Causal Bandit Over Unknown Graphs: Upper Confidence Bounds With Backdoor Adjustment

arXiv:2502.02020v3 Announce Type: replace Abstract: The causal bandit problem seeks to identify, through sequential experimentation, an intervention that maximizes the expected reward in a causal system modeled by a directed acyclic graph (DAG). Existing methods typically assume that the causal graph is known or impose restrictive structural assumptions. In this paper, we study causal bandit problems when the causal graph is unknown. We first consider Gaussian DAG models without latent confounders. By combining observational and experimental data collected sequentially during the bandit process, we identify candidate backdoor adjustment sets for each intervention arm.
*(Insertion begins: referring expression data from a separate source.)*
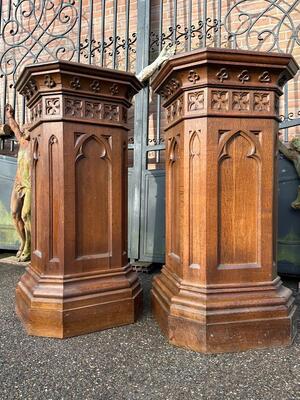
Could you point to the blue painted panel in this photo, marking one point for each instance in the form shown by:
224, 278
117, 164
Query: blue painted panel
288, 220
153, 217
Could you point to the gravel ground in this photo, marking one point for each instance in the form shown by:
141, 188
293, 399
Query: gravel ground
132, 363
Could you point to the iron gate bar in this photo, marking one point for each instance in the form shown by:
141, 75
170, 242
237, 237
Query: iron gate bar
140, 127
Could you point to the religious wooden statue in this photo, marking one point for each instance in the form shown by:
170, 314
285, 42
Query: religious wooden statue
21, 193
293, 154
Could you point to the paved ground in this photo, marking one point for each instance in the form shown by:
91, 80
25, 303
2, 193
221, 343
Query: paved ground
132, 363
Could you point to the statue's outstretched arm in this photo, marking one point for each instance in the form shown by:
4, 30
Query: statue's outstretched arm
14, 126
166, 53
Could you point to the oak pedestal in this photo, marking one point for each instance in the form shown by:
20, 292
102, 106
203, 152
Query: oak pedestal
79, 279
219, 290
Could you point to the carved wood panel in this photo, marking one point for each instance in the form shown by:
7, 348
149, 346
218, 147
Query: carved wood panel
54, 197
174, 193
93, 198
196, 177
239, 202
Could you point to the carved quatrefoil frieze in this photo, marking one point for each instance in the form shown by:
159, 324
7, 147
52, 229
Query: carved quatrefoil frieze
241, 101
49, 82
73, 108
111, 112
220, 100
223, 75
36, 112
172, 86
196, 101
193, 76
175, 110
95, 86
93, 110
114, 90
75, 83
261, 102
52, 106
244, 76
30, 89
265, 77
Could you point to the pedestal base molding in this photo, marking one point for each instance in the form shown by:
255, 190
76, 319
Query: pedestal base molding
223, 318
64, 306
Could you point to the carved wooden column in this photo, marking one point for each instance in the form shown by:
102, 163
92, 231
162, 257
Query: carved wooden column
219, 290
79, 279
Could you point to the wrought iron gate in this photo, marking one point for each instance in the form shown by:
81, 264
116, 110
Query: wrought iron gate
128, 34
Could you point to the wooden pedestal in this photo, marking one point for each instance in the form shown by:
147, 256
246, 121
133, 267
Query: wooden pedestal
79, 279
219, 289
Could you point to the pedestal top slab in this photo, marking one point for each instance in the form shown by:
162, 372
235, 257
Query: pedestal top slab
227, 68
77, 92
78, 79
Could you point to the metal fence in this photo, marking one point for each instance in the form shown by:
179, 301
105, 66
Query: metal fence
127, 35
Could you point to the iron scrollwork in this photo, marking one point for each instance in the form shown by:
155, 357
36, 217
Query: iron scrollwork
36, 32
261, 27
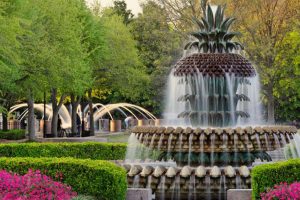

These sets enable estimation of causal effects and construction of upper confidence bounds that integrate information from both data sources. Based on these estimates, we propose a new algorithm, termed backdoor-adjustment upper confidence bound (BA-UCB), for sequential intervention selection. We establish finite-time upper bounds on the cumulative regret of BA-UCB, showing improved rates and substantially relaxed dependency on the number of intervention arms compared to standard multi-armed bandit methods. We further extend the methodology and theoretical guarantees to settings with latent confounders, where the observed variables are modeled by an acyclic directed mixed graph. Simulation studies demonstrate that BA-UCB achieves substantially lower cumulative regret and favorable computational efficiency relative to existing approaches.